In the present case, the court held that the judge had erred in law by rejecting the stated reason for Mr Moss’s application without giving any justification for that rejection. She had simply not engaged with his stated reason – apart from pointing out that it was different from the reason given in his first application (ie to prevent him being disadvantaged in his Kingston case). That was not a relevant factor – particularly given that the original reason was no longer applicable because the Kingston case had by that time been determined.
The court therefore proceeded to reconsider Mr Moss’s application based on the material that had been before the judge. It observed that his stated reason for seeking the documents “could have been more detailed” (Coulson LJ) and was “unhelpfully sparse” (Underhill LJ). But, bearing in mind the low threshold, Mr Moss had – just – surmounted the Dring requirement to explain how granting access would advance the open justice principle.
As for countervailing factors, it was accepted that there was no risk of harm in this case, and there was no disproportionality given that the request was made only days after the judgment was handed down, when the written submissions would have been readily available.

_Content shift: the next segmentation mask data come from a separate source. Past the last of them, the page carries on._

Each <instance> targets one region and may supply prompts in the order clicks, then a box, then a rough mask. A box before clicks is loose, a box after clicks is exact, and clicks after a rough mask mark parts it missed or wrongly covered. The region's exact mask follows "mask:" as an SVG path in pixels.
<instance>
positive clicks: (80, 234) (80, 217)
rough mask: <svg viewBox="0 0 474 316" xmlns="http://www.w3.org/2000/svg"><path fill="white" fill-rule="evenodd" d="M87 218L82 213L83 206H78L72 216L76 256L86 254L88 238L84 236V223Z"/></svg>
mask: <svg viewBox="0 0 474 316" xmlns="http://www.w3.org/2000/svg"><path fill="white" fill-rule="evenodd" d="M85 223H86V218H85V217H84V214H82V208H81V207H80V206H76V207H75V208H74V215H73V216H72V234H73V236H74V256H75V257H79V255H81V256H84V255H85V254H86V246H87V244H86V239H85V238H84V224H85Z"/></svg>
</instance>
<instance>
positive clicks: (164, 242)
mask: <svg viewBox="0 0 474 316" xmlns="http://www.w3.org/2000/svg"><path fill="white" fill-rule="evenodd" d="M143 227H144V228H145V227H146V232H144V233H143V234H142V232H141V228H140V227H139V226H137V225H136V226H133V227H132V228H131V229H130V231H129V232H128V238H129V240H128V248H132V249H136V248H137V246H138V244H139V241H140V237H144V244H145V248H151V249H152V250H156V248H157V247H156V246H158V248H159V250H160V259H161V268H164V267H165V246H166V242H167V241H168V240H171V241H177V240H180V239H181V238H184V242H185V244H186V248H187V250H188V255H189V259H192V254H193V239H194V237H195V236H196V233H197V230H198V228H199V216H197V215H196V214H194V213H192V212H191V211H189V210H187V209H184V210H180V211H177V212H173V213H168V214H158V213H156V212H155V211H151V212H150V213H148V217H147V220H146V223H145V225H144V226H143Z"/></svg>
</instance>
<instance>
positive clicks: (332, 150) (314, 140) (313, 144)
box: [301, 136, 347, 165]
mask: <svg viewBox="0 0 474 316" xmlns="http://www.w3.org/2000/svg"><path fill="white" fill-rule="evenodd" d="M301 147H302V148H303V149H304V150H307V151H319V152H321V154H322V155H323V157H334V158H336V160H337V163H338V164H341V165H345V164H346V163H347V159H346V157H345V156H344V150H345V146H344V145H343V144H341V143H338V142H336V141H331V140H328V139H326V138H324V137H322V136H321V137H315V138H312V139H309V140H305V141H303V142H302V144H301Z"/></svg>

That was sufficient to deal with the application, but the court briefly addressed Mr Moss’s other criticisms of the judgment below. The court agreed that, to the extent the judge had relied on the fact that Farbey J’s judgment set out the parties’ submissions in some detail, she was wrong to do so. That was quite irrelevant to the application. Echoing comments by Lady Hale in Dring, Coulson LJ stated:
“It would be difficult for a member of the public fully to scrutinise the judicial decision-making process in circumstances where he or she only had the judgment to go on, because it may inaccurately summarise the submission or may miss an important point…”.
Further, to the extent that the judge did so, she was wrong to take into account: Mr Moss’s failure to request the documents from the parties first; his position that the Upper Tribunal was under a duty to provide the information; and his view that the parties should not be told of his application. Although those issues to some extent reflected poorly on him, they were not relevant to the question of whether the material should be disclosed. The court did however observe that, as a matter of good practice in the Upper Tribunal relating to skeleton arguments and written submissions, non-parties should first seek the documents from the parties and, if there are objections or difficulties, should make an application on notice to the parties.